Par ordonnance du 30 mai 2017, le juge des référés du tribunal de grande instance de Foix a fait droit à cette demande et prévu une consignation à la charge de la SA Camca Assurance qui n'a pas consigné.

L'absence de consignation par la SA Camca Assurance a entraîné la caducité des opérations d'expertise.

Cependant, la caducité d'une désignation d'expert pour absence de consignation, qui n'atteint que la mesure d'expertise ordonnée, ne peut priver l'assignation introductive d'instance de son effet interruptif du délai de prescription.

En conséquence, l'assignation en référé du 21 avril 2017 a parfaitement interrompu le délai de forclusion qui a produit ses effets jusqu'à l'ordonnance du 30 mai 2017.

Dès lors, conformément aux dispositions de l'article 2231 du Code civil à compter de cette date, un nouveau délai de 10 ans a commencé à courir, jusqu'au 30 mai 2027.

Ainsi, la présente instance ayant été initiée selon assignation du 2 août 2023, en condamnation des sociétés appelantes à verser à la SA Camca Assurance le montant acquitté à son assuré selon la quittance subrogative signée le 20 novembre 2017 aux termes de laquelle elle vient à ses droits, c'est à bon droit que le premier juge a rejeté la fin de non-recevoir tirée de la forclusion de l'action.

La décision déférée doit en conséquence être confirmée.

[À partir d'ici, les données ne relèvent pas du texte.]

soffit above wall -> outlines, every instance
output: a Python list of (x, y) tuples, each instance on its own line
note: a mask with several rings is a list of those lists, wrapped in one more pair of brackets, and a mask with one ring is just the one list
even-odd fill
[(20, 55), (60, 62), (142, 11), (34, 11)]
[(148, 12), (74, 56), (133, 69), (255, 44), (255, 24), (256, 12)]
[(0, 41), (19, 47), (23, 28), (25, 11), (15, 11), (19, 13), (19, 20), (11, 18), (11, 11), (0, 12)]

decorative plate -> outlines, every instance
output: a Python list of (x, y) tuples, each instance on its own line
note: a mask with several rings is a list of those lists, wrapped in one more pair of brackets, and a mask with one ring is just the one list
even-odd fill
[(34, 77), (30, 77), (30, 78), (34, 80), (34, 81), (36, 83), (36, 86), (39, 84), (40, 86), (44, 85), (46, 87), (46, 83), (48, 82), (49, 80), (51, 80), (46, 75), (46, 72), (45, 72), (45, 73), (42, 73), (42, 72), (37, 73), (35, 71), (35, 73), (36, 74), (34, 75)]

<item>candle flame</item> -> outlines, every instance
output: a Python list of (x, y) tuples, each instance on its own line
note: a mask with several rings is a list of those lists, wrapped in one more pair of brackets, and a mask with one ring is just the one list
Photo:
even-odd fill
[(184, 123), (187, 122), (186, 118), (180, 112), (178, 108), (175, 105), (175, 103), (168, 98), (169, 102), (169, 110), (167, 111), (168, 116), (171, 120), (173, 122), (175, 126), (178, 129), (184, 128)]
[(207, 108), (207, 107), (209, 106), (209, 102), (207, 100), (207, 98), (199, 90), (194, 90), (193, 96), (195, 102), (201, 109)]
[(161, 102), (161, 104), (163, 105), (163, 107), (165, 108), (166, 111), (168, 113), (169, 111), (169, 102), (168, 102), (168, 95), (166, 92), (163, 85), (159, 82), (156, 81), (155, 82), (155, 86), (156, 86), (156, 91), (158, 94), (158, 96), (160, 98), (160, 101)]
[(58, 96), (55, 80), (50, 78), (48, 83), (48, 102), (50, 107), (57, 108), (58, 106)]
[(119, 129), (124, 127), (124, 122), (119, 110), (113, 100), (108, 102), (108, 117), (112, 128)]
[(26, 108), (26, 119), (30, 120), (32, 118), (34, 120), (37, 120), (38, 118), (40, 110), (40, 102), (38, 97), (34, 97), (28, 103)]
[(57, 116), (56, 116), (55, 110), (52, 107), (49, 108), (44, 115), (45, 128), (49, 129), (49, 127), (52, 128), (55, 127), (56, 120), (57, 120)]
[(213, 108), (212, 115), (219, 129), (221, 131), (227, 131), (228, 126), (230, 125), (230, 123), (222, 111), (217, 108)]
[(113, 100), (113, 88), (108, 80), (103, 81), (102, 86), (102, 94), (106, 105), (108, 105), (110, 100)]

Les appelantes qui succombent garderont la charge des dépens d'appel.

L'équité commande de confirmer la décision déférée au titre de l'article 700 du code de procédure civile et de faire droit à la demande présentée en appel à hauteur de 4000 €.

PAR CES MOTIFS:

La cour,

Statuant dans les limites de sa saisine:

Confirme la décision déférée,

Condamne in solidum la SA Gan Assurances et la SARL Comatra aux dépens,

Condamne in solidum la SA Gan Assurances et la SARL Comatra à verser à la SA Camca Assurance 4000 € en application de l'article 700 du code de procédure civile.